Leggendo i contenuti della manovra finanziaria anticipati da fonti governative si ricava un’impressione deludente. Si potrebbe dire niente di nuovo sotto il sole. I soliti giochi di prestigio, senza il coraggio che ci si aspetterebbe da un governo che ha un forte mandato popolare e una solida maggioranza in Parlamento, ma che mira a compiacere l’esercito degli assistiti, cioè di quelle persone che continuano a beneficiare di bonus e sussidi e che ricambiano con il voto e la fedeltà.

Si tratta di una manovra da quasi 30 miliardi di euro in termini lordi, che non si affranca da una mentalità populista e demagogica che si riteneva appartenere alle politiche assistenzialiste di matrice grillina.

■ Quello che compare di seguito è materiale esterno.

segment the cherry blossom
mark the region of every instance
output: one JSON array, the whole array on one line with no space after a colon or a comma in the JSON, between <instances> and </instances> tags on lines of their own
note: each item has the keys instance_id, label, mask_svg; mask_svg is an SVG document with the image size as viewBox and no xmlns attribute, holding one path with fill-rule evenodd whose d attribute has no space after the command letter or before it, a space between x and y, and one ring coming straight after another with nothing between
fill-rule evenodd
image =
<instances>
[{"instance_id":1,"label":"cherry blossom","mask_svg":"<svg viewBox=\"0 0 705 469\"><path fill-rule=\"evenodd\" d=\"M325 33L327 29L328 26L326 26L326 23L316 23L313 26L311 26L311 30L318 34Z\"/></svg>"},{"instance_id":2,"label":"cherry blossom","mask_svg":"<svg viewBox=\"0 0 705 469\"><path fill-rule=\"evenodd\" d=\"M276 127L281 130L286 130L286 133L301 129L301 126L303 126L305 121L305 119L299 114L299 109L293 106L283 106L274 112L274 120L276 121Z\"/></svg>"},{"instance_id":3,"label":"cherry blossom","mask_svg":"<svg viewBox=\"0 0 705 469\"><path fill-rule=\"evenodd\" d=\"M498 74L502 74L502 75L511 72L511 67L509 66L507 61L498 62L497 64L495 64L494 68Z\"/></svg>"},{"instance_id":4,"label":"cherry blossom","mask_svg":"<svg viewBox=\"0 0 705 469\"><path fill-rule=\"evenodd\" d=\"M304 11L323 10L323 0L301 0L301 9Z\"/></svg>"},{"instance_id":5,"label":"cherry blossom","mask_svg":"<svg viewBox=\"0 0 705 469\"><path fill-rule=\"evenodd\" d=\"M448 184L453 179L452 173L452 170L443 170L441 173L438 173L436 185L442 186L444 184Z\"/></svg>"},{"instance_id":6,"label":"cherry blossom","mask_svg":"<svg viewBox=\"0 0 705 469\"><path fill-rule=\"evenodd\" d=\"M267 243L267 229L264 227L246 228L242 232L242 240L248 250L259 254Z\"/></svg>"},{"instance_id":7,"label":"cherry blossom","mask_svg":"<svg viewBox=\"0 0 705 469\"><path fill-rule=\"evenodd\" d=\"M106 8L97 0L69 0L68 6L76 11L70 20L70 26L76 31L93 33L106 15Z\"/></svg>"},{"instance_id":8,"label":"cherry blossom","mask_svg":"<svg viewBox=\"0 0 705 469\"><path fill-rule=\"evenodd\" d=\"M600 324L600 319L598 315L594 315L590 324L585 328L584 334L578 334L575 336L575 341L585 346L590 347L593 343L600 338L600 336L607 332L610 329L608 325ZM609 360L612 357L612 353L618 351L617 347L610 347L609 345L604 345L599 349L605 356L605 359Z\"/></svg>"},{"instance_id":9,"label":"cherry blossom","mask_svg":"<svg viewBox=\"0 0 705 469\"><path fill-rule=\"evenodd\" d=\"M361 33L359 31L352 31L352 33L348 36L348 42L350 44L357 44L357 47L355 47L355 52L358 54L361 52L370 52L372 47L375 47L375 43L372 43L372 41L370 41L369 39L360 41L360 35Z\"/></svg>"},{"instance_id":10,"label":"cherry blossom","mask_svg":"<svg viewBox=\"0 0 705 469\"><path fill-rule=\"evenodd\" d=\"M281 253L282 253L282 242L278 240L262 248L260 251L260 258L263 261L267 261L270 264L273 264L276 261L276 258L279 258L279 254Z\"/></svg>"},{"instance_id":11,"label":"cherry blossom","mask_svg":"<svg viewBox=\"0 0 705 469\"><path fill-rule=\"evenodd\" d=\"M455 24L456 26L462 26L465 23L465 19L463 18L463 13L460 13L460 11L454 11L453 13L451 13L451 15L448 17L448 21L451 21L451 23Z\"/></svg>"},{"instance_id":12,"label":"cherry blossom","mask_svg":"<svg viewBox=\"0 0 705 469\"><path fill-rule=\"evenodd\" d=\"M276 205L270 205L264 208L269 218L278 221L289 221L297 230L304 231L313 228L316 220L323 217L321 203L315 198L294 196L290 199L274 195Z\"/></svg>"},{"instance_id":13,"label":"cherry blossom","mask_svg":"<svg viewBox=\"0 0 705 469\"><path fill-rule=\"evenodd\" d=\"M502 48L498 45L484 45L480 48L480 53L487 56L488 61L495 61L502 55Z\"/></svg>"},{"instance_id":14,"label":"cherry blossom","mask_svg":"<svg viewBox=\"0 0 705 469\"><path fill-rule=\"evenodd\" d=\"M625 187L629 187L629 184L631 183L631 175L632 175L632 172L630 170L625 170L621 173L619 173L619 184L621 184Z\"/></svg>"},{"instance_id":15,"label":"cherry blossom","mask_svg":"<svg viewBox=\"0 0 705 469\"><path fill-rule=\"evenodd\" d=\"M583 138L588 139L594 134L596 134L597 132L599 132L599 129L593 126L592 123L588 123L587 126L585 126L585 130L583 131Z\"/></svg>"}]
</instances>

Il ddl bilancio, varato dal Consiglio dei ministri, insieme al decreto fiscale, al decreto legislativo sulle assise e al documento programmatico di bilancio inviato a Bruxelles, appare poco incisivo e pressochè deprimente.

Una delle poche cose positive è la conferma del taglio del cuneo fiscale per i redditi fino a 35mila euro e l’accorpamento delle prime due aliquote Irpef. Non è escluso che si estenda il taglio del cuneo ai redditi fino a 50mila euro, a condizione che i fondi derivanti dal concordato preventivo di fine ottobre siano sufficienti, cosa tutt’altro che scontata.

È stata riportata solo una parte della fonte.